Enfim, hábitos de higiene questionáveis, aumento das pessoas concentradas nas grandes cidades, circulação de mercadorias e novos vírus, bacilos, bactérias geraram um conjunto de ciclos ao longo dos séculos XIV e XV, chamados de pestes.

Viver em núcleos urbanos e centros de concentração é estar submetido a problemas com a higiene – os esgotos, os ratos e as baratas são companheiros fiéis e volumosos. Analisando bem, a doença é um mal recorrente, pois nosso corpo a combate e a recombate.

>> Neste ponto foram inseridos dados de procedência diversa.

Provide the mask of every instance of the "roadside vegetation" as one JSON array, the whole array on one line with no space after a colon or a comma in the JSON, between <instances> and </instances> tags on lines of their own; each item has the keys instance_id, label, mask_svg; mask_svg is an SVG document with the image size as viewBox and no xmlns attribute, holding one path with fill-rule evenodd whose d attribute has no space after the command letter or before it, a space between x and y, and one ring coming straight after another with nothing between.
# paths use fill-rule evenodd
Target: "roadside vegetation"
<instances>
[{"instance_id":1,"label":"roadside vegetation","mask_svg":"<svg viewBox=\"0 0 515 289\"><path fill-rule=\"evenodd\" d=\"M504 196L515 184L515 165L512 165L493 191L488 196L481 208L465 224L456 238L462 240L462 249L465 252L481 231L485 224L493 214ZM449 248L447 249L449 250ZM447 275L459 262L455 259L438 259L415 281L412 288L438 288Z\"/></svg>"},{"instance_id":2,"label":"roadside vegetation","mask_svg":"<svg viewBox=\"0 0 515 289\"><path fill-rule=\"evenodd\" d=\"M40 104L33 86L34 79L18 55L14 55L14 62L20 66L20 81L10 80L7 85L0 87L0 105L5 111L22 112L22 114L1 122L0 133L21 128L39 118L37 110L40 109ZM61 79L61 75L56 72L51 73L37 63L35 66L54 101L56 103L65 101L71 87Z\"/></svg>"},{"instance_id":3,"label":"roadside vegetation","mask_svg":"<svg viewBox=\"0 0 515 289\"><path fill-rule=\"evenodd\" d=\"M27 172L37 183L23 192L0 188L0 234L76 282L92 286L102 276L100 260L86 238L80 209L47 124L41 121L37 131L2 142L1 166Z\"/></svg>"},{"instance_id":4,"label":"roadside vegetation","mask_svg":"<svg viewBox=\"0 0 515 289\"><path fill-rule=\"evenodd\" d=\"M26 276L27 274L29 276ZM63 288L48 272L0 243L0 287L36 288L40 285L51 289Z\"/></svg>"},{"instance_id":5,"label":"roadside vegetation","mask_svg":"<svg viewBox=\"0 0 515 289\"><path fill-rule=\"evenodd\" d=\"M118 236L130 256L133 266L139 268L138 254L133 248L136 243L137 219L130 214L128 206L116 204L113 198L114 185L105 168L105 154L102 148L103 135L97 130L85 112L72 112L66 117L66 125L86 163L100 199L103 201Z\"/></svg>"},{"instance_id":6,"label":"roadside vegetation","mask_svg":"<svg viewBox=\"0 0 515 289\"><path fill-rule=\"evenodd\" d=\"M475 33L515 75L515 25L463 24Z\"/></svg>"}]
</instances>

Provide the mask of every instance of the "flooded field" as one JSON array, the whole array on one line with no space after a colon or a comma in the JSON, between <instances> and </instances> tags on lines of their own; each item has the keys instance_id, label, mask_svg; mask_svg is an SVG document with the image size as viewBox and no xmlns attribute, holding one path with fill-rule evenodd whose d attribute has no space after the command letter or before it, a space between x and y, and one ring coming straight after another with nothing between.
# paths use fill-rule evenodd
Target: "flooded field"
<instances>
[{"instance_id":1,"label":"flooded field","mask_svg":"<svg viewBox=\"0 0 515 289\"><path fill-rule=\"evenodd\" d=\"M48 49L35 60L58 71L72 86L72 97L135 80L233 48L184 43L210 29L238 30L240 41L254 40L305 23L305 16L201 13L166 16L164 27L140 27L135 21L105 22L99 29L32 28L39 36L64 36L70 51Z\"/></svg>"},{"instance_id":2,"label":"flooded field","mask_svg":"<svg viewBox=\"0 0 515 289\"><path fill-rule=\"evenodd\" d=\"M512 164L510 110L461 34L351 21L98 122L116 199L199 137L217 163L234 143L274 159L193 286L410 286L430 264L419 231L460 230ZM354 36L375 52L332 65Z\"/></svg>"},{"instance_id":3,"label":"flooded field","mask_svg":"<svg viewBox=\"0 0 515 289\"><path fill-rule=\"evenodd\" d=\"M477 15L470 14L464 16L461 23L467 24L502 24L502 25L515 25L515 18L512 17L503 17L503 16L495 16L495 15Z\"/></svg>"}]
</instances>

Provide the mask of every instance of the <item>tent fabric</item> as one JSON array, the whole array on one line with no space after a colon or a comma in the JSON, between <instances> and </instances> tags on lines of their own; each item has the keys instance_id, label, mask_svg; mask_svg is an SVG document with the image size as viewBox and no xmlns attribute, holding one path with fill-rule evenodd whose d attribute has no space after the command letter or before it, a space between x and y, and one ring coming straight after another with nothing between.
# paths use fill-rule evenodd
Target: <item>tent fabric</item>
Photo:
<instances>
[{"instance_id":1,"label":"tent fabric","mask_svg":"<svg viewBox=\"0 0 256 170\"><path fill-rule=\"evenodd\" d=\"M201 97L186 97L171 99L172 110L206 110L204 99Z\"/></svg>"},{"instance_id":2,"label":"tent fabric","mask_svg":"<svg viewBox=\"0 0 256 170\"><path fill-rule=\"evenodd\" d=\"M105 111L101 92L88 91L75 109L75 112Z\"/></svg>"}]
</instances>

Esse ciclo é um duelo sem fim… o que varia é o que temos para combater… Já se tentou oração, os contos de fada já falaram de heróis que vinham para combater, músicas, santos, até um flautista que levava os ratos… Os gatos já foram acusados e sofreram massacres, mulheres foram queimadas por disseminar a peste, e até os judeus, que tinham um hábito de um banho semanal e se contaminavam menos por isso, foram condenados. A partir do século XVI, passamos a abrir os corpos, estudá-los, a ciência, os sanitaristas, as vacinas…. Muito já fizemos, mas nunca devemos duvidar: novas doenças sempre virão.

Frase “Hábitos de higiene questionáveis, aumento das pessoas concentradas nas grandes cidades, circulação de mercadorias e novos vírus, bacilos, bactérias geraram um conjunto de ciclos ao longo dos séculos XIV e XV, chamados de pestes.”